Tutorial: Configure a cluster-dedicated KDC - Amazon EMR
Services or capabilities described in Amazon Web Services documentation might vary by Region. To see the differences applicable to the China Regions, see Getting Started with Amazon Web Services in China (PDF).

Tutorial: Configure a cluster-dedicated KDC

This topic guides you through creating a cluster with a cluster-dedicated key distribution center (KDC), manually adding Linux accounts to all cluster nodes, adding Kerberos principals to the KDC on the primary node, and ensuring that client computers have a Kerberos client installed.

For more information on Amazon EMR support for Kerberos and KDC, as well as links to MIT Kerberos Documentation, see Use Kerberos for authentication with Amazon EMR.

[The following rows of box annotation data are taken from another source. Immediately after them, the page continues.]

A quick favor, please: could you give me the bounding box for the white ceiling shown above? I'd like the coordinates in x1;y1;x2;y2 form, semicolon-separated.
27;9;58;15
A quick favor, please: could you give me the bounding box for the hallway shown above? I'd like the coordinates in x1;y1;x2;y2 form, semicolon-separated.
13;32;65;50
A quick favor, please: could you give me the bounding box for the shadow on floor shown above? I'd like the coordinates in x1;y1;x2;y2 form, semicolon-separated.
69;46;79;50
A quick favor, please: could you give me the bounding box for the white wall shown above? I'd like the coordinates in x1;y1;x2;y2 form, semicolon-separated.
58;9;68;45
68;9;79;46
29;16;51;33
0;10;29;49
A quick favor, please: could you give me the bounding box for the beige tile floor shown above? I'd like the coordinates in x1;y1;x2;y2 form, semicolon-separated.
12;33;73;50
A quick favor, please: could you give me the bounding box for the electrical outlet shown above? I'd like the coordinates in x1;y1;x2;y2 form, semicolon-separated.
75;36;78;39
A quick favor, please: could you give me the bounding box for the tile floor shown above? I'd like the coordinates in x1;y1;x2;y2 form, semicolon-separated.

Step 1: Create the Kerberized cluster

  1. Create a security configuration that enables Kerberos. The following example demonstrates a create-security-configuration command using the Amazon CLI that specifies the security configuration as an inline JSON structure. You can also reference a file saved locally.

    aws emr create-security-configuration --name MyKerberosConfig \ --security-configuration '{"AuthenticationConfiguration": {"KerberosConfiguration": {"Provider": "ClusterDedicatedKdc", "ClusterDedicatedKdcConfiguration": {"TicketLifetimeInHours": 24}}}}'
  2. Create a cluster that references the security configuration, establishes Kerberos attributes for the cluster, and adds Linux accounts using a bootstrap action. The following example demonstrates a create-cluster command using the Amazon CLI. The command references the security configuration that you created above, MyKerberosConfig. It also references a simple script, createlinuxusers.sh, as a bootstrap action, which you create and upload to Amazon S3 before creating the cluster.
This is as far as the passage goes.